That 2010 was not easy. The country was rising from one of the largest earthquakes in history, but they had good omens. Chile returned to play a soccer world cup after having done it in 1998 at the French event; Piñera’s arrival as President of the Republic marked the return of the right to La Moneda after more than 50 years; but this itself gave the starting point for what would be the student revolution. The streets were filled, public education became a priority; the figures for the economy could wait; Chile was beginning to build society.
October 11 of that year would also be a unique appointment and for the almost 20 thousand attendees who were that night it would be one of the most spectacular concerts that have passed through Chile. Something like those who saw Metallica in 1993; Guns N ‘Roses in 1992; or Carlos Santana in that mythical show at the Intercommunal Park that same year.
Rage Against The Machine debuted in Chile and from the beginning it was known that it would be the Battle of Santiago. A show scheduled with a VIP court? Bad idea.

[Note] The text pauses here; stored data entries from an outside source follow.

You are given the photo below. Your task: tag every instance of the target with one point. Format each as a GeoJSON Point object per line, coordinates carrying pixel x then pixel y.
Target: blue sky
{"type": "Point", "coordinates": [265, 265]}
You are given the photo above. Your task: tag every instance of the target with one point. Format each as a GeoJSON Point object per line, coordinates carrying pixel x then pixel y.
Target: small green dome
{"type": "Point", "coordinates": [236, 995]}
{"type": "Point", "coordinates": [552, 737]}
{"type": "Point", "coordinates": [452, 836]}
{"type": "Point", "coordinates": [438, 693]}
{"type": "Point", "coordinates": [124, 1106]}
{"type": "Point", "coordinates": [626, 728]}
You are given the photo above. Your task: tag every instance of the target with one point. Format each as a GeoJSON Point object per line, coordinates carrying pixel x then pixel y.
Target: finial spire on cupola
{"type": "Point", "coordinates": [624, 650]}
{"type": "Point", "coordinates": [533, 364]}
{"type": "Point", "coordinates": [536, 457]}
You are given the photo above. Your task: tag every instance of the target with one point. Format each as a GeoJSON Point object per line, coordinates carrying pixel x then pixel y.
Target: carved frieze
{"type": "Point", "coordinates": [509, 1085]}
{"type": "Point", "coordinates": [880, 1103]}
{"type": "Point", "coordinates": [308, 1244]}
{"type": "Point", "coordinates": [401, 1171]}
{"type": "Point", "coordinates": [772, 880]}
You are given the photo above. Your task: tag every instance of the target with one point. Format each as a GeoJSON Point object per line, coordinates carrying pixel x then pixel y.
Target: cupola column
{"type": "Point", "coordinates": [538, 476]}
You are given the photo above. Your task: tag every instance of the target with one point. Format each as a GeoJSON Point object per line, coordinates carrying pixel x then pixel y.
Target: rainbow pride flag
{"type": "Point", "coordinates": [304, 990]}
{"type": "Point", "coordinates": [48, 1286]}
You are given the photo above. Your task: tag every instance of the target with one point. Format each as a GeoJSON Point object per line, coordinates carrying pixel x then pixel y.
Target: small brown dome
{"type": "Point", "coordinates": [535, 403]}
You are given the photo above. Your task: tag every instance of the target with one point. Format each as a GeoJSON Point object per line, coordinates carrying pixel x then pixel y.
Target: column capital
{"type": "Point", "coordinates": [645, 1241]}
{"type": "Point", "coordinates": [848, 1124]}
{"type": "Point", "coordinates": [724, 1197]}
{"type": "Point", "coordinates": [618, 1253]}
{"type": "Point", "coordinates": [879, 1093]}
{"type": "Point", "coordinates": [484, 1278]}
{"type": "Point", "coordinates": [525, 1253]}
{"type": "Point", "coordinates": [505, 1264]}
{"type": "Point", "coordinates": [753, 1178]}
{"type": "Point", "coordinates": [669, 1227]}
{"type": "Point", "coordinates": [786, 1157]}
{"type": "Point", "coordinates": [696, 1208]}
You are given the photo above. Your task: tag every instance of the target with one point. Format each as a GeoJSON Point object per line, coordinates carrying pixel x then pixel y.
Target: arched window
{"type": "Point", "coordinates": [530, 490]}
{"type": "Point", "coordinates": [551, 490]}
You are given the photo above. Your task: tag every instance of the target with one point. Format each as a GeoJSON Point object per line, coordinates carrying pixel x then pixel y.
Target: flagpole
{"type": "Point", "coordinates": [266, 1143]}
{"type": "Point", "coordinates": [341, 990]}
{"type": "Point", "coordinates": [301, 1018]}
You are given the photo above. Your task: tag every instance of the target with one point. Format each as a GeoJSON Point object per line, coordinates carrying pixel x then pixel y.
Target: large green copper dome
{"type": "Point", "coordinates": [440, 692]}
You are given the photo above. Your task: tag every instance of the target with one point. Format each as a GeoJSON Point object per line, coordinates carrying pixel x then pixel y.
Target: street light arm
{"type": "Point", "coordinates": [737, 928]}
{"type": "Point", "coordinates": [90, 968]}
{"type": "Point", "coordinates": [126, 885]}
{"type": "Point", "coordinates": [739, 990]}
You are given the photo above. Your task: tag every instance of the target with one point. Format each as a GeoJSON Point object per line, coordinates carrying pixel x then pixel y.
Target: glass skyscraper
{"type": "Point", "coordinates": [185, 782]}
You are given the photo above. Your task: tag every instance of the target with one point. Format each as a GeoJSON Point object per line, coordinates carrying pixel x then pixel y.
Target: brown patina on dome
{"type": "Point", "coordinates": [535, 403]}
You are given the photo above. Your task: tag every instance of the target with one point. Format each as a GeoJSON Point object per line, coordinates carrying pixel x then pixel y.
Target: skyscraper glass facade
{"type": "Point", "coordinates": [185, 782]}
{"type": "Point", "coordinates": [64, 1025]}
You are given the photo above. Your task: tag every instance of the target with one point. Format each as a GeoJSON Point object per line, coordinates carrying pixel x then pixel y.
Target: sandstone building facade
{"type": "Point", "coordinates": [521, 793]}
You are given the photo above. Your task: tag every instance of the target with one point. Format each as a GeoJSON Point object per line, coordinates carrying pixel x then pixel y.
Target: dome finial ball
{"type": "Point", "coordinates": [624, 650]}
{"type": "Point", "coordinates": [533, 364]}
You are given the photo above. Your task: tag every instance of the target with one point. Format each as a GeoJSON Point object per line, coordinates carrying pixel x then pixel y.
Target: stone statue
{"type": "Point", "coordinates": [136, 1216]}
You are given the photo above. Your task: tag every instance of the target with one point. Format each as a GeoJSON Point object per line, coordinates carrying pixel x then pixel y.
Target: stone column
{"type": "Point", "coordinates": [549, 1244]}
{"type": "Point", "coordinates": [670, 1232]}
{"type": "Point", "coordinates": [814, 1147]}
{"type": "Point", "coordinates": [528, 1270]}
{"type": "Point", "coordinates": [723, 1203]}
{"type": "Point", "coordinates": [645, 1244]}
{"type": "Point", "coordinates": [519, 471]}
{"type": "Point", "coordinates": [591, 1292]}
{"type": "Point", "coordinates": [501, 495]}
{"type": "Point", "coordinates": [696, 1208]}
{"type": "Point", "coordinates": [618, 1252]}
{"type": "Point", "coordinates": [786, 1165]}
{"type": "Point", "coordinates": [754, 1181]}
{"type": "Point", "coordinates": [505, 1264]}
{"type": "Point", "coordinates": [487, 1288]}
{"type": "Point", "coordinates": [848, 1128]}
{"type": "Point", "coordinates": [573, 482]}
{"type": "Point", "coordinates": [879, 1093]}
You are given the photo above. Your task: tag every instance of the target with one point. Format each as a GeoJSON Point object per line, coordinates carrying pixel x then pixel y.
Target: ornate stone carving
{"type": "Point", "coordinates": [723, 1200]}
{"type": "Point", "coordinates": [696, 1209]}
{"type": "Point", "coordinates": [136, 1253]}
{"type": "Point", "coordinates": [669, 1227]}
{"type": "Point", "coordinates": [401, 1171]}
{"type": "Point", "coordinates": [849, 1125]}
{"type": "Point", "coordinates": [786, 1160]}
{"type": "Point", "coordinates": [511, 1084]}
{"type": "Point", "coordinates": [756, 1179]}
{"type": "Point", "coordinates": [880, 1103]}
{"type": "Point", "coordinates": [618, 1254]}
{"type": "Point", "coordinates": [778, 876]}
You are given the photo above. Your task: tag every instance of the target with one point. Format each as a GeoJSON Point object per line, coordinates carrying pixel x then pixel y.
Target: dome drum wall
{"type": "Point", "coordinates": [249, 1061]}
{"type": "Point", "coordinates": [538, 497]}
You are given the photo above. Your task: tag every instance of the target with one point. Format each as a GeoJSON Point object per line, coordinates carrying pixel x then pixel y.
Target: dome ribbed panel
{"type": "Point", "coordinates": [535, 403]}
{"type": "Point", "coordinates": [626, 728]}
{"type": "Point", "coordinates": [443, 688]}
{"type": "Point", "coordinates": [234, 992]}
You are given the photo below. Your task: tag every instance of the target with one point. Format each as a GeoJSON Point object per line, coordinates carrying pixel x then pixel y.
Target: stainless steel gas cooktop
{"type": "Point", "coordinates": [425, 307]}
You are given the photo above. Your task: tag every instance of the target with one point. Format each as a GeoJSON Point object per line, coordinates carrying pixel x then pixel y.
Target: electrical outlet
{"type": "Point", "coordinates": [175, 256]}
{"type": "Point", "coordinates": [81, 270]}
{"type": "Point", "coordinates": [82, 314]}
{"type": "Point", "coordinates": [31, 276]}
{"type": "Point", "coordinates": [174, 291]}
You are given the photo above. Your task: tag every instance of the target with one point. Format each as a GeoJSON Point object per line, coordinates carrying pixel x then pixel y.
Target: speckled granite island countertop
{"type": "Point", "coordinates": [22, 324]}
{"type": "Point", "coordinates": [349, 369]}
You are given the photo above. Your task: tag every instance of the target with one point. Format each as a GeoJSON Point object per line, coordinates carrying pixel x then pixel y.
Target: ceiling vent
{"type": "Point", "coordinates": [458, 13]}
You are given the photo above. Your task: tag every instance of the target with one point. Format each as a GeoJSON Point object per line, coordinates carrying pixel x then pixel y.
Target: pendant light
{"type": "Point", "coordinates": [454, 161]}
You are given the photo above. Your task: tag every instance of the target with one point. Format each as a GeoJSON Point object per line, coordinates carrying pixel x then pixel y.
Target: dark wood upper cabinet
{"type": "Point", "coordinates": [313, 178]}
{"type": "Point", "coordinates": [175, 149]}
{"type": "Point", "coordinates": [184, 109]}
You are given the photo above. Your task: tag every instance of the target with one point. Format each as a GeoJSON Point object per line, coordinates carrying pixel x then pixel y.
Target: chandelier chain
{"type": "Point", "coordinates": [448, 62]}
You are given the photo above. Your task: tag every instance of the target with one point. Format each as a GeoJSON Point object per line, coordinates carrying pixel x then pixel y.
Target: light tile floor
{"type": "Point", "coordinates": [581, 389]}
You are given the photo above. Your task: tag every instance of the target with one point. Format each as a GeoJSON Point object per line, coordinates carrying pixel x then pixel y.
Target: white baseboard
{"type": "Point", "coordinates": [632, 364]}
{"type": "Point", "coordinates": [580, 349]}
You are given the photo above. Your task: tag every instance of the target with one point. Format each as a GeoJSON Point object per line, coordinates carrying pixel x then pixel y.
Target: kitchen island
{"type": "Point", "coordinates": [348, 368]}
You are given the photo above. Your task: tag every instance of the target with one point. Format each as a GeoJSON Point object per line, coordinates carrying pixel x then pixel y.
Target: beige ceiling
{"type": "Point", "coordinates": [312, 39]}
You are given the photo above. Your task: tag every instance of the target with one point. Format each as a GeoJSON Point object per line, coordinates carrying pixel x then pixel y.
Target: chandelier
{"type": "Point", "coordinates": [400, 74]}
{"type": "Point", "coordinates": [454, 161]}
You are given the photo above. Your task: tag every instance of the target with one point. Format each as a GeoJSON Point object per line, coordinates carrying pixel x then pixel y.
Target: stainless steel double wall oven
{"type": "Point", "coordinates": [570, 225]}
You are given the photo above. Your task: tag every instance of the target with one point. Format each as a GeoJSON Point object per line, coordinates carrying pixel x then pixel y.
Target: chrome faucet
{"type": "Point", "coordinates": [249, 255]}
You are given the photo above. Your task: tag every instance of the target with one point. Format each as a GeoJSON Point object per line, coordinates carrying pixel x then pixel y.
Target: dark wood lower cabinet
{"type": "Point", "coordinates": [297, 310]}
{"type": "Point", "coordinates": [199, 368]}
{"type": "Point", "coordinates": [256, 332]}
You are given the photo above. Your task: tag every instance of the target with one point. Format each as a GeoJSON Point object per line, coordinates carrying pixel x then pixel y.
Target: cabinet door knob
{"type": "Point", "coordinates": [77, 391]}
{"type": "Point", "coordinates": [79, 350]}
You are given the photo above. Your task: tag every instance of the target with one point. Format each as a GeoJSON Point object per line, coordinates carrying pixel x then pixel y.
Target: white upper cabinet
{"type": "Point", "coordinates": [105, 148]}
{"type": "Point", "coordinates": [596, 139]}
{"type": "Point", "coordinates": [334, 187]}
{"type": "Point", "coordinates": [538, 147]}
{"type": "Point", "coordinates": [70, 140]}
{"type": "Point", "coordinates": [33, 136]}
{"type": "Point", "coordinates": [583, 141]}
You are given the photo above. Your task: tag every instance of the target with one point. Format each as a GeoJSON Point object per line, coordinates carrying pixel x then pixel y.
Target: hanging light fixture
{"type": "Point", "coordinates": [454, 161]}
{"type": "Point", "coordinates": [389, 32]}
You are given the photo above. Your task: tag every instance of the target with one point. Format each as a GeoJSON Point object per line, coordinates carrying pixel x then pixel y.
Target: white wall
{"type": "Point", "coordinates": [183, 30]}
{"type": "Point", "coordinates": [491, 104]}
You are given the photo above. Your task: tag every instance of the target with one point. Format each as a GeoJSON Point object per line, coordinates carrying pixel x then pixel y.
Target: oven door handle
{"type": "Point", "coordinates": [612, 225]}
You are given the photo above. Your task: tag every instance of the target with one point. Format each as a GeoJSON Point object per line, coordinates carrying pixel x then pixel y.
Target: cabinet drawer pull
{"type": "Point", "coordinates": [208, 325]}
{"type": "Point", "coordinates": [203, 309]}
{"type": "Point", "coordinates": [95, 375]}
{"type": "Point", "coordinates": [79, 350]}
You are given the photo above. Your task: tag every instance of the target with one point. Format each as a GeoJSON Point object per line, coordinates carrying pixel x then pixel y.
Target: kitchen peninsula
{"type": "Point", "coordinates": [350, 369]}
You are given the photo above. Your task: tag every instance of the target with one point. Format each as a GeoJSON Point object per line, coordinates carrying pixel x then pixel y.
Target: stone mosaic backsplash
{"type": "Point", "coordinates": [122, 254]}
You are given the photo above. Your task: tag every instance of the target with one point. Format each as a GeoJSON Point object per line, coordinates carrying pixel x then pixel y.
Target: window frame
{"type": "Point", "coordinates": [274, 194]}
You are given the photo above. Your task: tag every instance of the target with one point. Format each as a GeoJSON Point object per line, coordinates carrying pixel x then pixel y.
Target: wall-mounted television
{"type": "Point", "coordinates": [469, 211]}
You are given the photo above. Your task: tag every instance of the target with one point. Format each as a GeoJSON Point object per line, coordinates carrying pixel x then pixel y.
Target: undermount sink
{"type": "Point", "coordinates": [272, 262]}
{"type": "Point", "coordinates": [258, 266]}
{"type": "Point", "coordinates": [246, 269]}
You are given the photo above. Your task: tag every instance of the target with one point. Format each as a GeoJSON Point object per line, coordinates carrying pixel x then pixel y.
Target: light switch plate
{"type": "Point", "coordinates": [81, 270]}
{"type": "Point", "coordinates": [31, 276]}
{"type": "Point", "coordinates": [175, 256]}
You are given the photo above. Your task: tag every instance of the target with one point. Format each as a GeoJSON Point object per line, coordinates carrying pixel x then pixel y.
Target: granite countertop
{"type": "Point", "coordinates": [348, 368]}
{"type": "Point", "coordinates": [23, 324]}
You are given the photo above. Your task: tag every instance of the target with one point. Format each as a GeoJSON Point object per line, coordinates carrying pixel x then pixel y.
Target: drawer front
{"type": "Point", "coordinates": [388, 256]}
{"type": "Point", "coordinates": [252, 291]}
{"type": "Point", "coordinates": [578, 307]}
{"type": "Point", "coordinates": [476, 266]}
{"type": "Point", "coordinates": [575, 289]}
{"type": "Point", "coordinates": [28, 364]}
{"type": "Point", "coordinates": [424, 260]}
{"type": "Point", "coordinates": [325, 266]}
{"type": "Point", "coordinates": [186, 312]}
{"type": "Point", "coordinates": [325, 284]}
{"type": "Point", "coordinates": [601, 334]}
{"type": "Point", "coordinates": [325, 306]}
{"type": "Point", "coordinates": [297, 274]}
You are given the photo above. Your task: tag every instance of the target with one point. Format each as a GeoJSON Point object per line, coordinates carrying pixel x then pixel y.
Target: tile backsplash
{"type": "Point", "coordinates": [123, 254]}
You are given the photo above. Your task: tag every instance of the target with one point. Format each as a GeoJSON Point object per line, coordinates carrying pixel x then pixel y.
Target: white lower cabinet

The public was in the streets, there was no fear of authority; and when injustice was planted in your face, all that remained was to fight it and that’s how it was, hundreds of fans passed the fence and did not accept this division that had no place whatsoever for a show like this.
“Testify”, “Bombtrack”, “Know Your Enemy”, “Bulls On Parade”, “Guerrilla Radio”, “Freedom”, “Killing In The Name” and a version of “Canción de Minero” by Víctor Jara were some of the gusts that swept through a warm Santiago night. Rock, anger and power on and under the stage, so much so that a long time later Tom Morello would recognize that night as one of the best and most intense in the history of music. band.
It was a day like eight years ago. Santiago got up, Santiago woke up, Santiago took to the streets and demanded the impossible and Rage Against The Machine put the music in the background in what would remain forever as the Battle of Santiago.